Lange Zeit wollte sich niemand offiziell zu der Debatte äußern. Kürzlich wagte sich AMS-Chef Johannes Kopf in Ö1 aus der Deckung: Eine solche Wartefrist sei "interessant und diskutierenswert". Aber warum drängt Kocher darauf, was wären die Folgen?

Ironischerweise ist die Debatte bloß ein Nebenprodukt der geplanten Arbeitsmarktreform. Kochers Lieblingsprojekt ist, ein degressives Arbeitslosengeld einzuführen, also ein Stufenmodell beim AMS-Geld.

Wer künftig den Job verliert, soll zunächst etwas mehr Geld bekommen als derzeit. Aktuell erhalten Arbeitslose zunächst 55 Prozent ihres Letztgehalts. Grüne und ÖVP sind sich einig, dass die AMS-Zahlungen auch künftig nicht unter das aktuelle Niveau fallen sollen.

Entweder muss also irgendwoher mehr Geld kommen für die Arbeitslosen, oder es braucht Einsparungen an anderer Stelle. Mehr Geld: Damit tut sich die ÖVP, die traditionell betont, dass es für Arbeitslose nicht zu gemütlich werden dürfe im Land, schwer. Hier kommt die Wartefrist ins Spiel. Laut Berechnungen von Ökonomen dürfte die Einführung einer zweiwöchigen Wartefrist das Kocher'sche Stufenmodell weitgehend finanzieren.

Was würde das für Arbeitslose bedeuten? Da spricht AMS-Chef Kopf zu Recht von einer Umverteilung: Wer kurz arbeitslos ist, würde schlechter aussteigen, wer es länger bleibt, etwas besser. Es geht also um eine Umverteilung der Mittel, keine Kürzung.

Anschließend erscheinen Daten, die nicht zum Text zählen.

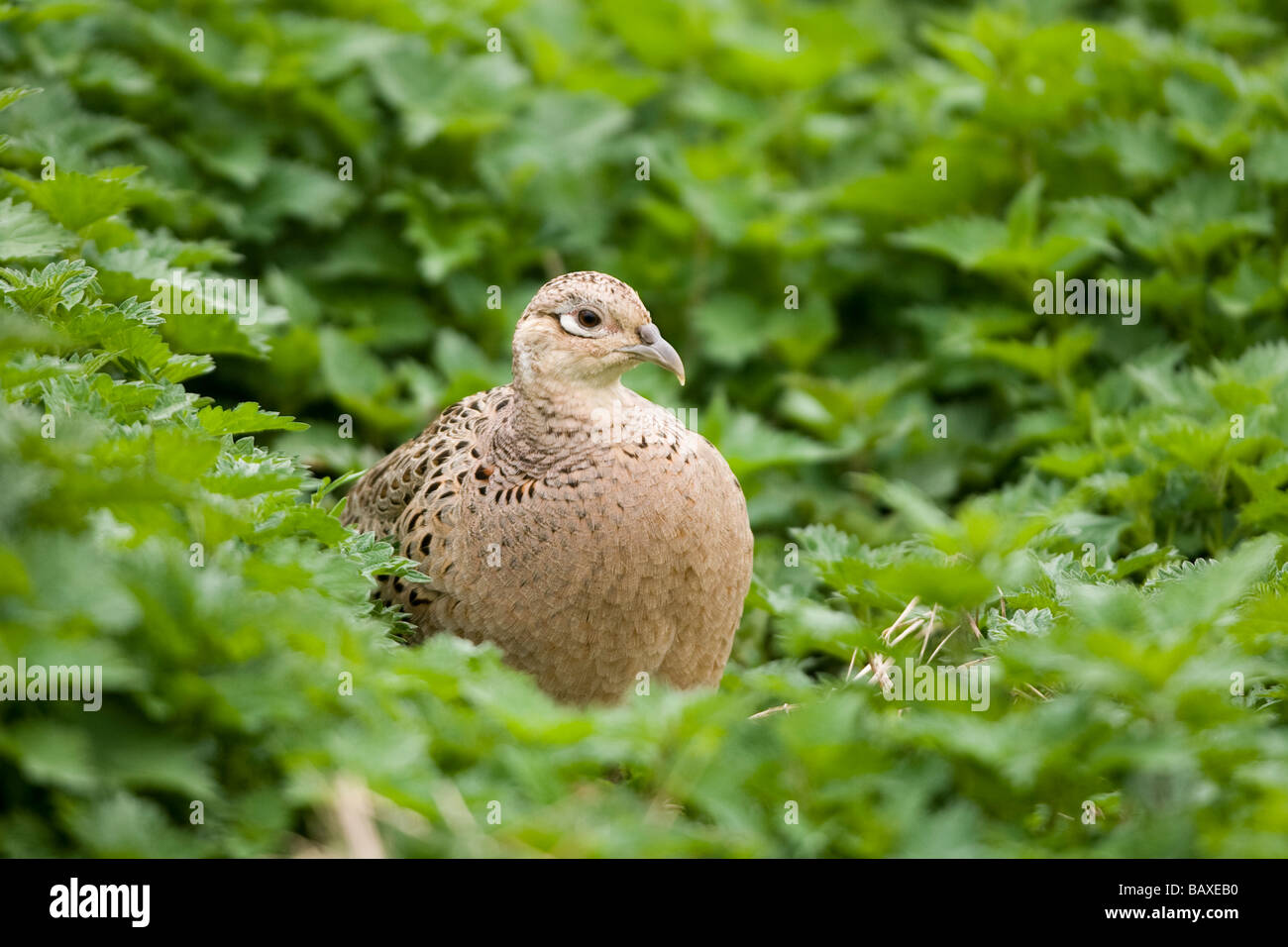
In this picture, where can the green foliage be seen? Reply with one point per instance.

Ein Beispiel: Eine Überlegung im Zuge der Reform ist, zwei Wochen kein AMS-Geld zu bezahlen und dann für zweieinhalb Monate 70 Prozent vom letzten Nettogehalt. Wer im neuen Modell einen Monat arbeitslose wäre, würde also statt so wie derzeit 55 Prozent nur noch 35 Prozent seines Letztbezugs vom AMS erhalten. Wer drei Monate keinen Job findet, bekäme für drei Monate 175 Prozent seines Letztverdiensts (35 plus 70 plus 70). Im alten Modell waren es bloß 165 Prozent (dreimal 55).

Wer beim AMS geparkt wird

Die Debatte um Wartezeiten hat inzwischen aber noch eine zweite, vielleicht sogar spannendere Flanke bekommen: Dabei geht es um die vorübergehenden Kündigungen. Österreichs Arbeitsmarkt ist "geprägt" davon, dass ein großer Teil der Menschen, die ihren Job verlieren, nur beim AMS zwischengeparkt wird, wie der Arbeitsmarktökonom Helmut Mahringer vom Wifo sagt.

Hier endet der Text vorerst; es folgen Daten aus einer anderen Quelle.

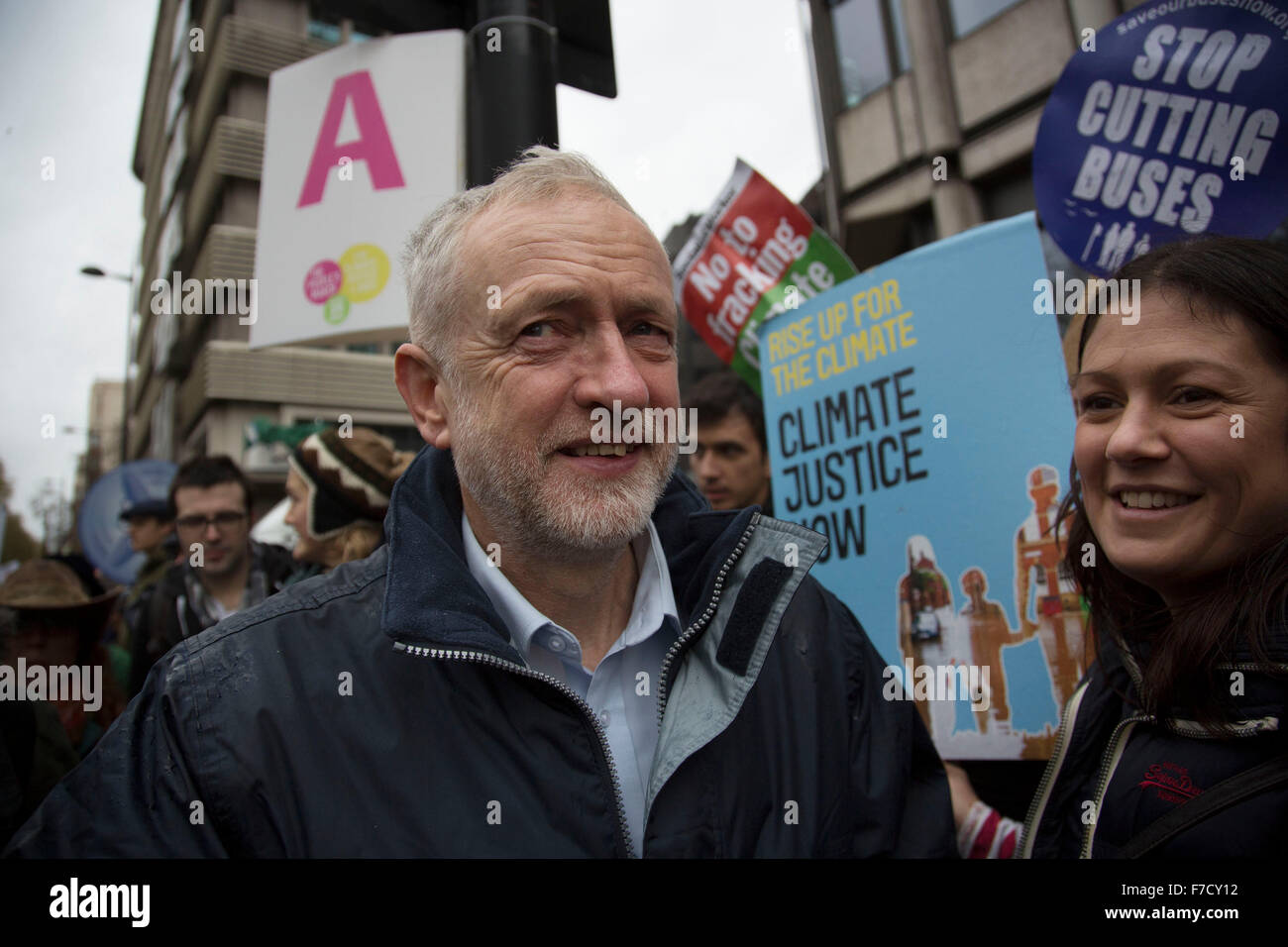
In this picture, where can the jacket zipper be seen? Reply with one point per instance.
(1028, 834)
(690, 633)
(559, 685)
(1188, 728)
(1107, 766)
(1030, 821)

Unternehmen trennen sich von ihren Mitarbeitern und vereinbaren, die Leute später wieder aufzunehmen. Wie eine Studie Mahringers und seines Kollegen Rainer Eppel zeigt, kehren in Österreich im Schnitt 35 Prozent der Personen nach einer Periode der Arbeitslosigkeit zum vorigen Arbeitgeber zurück. Für die Arbeitslosenversicherung ist die Aussetzung von Dienstverhältnissen mit Mehrkosten von etwa 500 Millionen Euro im Jahr verbunden, heißt es in der Studie.

Die Ökonomin Andrea Weber von der Central European University hat dazu gerade eine Forschungsarbeit angefertigt. Darin zeigt sich die Dimension des Phänomens: Zwei Drittel der Unternehmen in Österreich nutzen vorübergehende Kündigungen, allen voran im Tourismus und im Baugewerbe. Aber auch vorgelagerte Wirtschaftszweige, Zulieferer und Dienstleister schicken ihre Mitarbeiter zum AMS, um Schwankungen bei der Auslastung auszugleichen.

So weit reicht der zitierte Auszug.